Или?” – произнесла она вдруг, и остановилась, и тряхнула кудрями… Она увидала себя в зеркале; её назад закинутая голова с таинственной улыбкой на полузакрытых, полураскрытых глазах и губах, казалось, говорила ей в этот миг что-то такое, от чего она сама смутилась…» (VII, 98 - 99).

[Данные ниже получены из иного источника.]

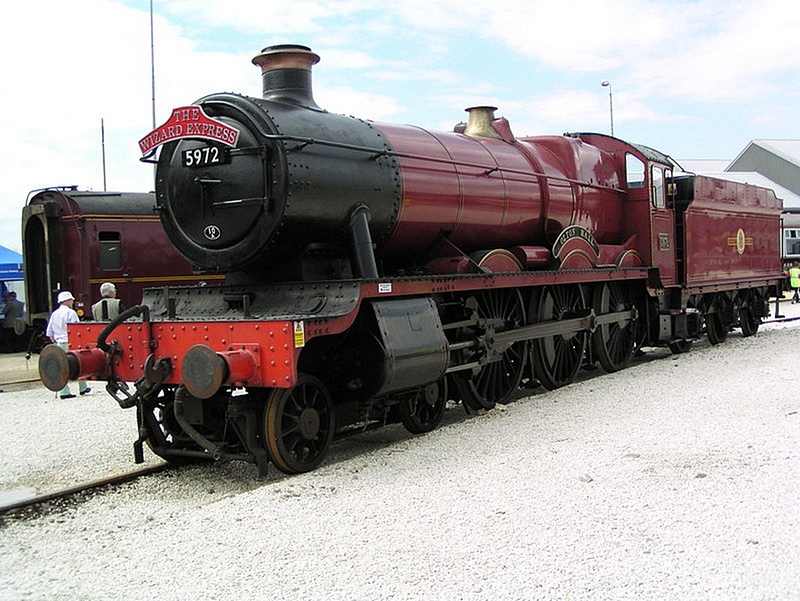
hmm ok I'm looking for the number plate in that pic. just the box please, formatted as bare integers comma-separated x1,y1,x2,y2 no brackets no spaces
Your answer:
181,146,230,168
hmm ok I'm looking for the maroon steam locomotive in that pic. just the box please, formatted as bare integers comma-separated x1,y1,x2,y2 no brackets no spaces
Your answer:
40,45,783,475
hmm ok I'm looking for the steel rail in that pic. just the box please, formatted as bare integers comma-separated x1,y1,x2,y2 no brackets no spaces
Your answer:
0,377,40,386
0,464,169,516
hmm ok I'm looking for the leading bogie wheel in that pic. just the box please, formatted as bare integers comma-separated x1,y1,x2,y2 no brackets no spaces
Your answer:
398,378,448,434
263,374,335,474
142,386,204,466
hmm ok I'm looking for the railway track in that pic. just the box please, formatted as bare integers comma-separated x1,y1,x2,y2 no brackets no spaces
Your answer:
0,464,169,518
765,316,800,324
0,377,40,386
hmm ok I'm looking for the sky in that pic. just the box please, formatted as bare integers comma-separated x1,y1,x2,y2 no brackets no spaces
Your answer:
1,0,799,253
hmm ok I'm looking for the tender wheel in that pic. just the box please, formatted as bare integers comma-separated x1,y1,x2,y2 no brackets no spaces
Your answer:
263,374,334,474
668,339,692,354
739,307,759,337
530,285,587,390
593,282,638,372
398,379,448,434
706,313,728,345
452,289,528,410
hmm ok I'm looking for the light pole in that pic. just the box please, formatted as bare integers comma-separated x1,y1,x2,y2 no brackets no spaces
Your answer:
600,80,614,137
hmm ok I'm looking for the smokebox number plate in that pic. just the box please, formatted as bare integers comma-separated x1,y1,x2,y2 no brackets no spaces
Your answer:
182,146,230,168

13 Интересна двойственная семантика «ожерелья» в повести Тургенева. С одной стороны, она связана с колдовской (магической) атрибутикой, с другой – имеет сугубо психологическую, по своему характеру, подоплеку. Желание Валерии избавиться от «опасной» вещи коррелирует с желанием избавиться от «опасного» в собственной душе. Подтверждение тому, например, авторский комментарий к ситуации, приведенный в письме А.В. Топорову (22. 11 /4. 12/.1881): «Что Валерия велит бросить ожерелье в “самый наш глубокий колодезь” – вовсе не опечатка – а женская черта, она хотела бы бросить эту вещь на дно моря – а если возможно, еще глубже» (415).

Вообще сохранение «опасной», роковой тайны в женской душе неоднократно сопрягается у Тургенева с образом воды, «глубокого колодезя», на дне которого погребены ключи от тайны. См., например, комментарий повествователя к поведению Ельцовой-старшей в повести «Фауст»: «“Я боюсь жизни”, – сказала она мне однажды. И точно, она ее боялась, боялась тех тайных сил, на которых построена жизнь и которые изредка, но внезапно пробиваются наружу. Горе тому, над кем они разыграются! Страшно сказались эти силы Ельцовой: вспомни смерть ее матери, ее мужа, ее отца… <…> Я не видел, чтоб она когда-нибудь улыбнулась. Она как будто заперлась на замок и ключ бросила в воду» (V, 98).

14 Бялый Г.А. Тургенев и русский реализм. М.-Л.: Наука, 1962.

15 Мори А. Сон и сновидения: Психологические исследования и наблюдения А. Мори. М.:Типография Грачева и К, 1867; Чиж В. Ф. Тургенев как психопатолог. М.: Типография И. Н. Кушнерева и К, 1899.

16 Муратов А.Б. Тургенев-новеллист (1870 - 1880-е годы). Л.: Изд-во Ленингр. ун-та, 1985. С. 88.

17 Розанов В.В. М.Ю. Лермонтов (К 60-летию кончины) // Розанов В.В. Мысли о литературе. М.: Современник, 1989. С. 272. (Б-ка «Любителям российской словесности»).

18 Рикёр П. Время и рассказ. М.;СПб.: ЦГНИИ ИНИОН РАН. Университетская книга, 2000. С. 29.

19 Там же. С. 33.

20 Там же. С. 30.

21 Там же. С. 30.

22 В этом смысле «Песнь…» включается в парадигматический ряд произведений Тургенева, в которых эстетическое потрясение становится переломным, обнажающим и духовный потенциал героев, и силу их чувств: например, «Анчар» – в «Затишье», «Фауст» Гете – в «Фаусте», «На холмах Грузии» – в «Первой любви», музыка Лемма – в «Дворянском гнезде» и т. д.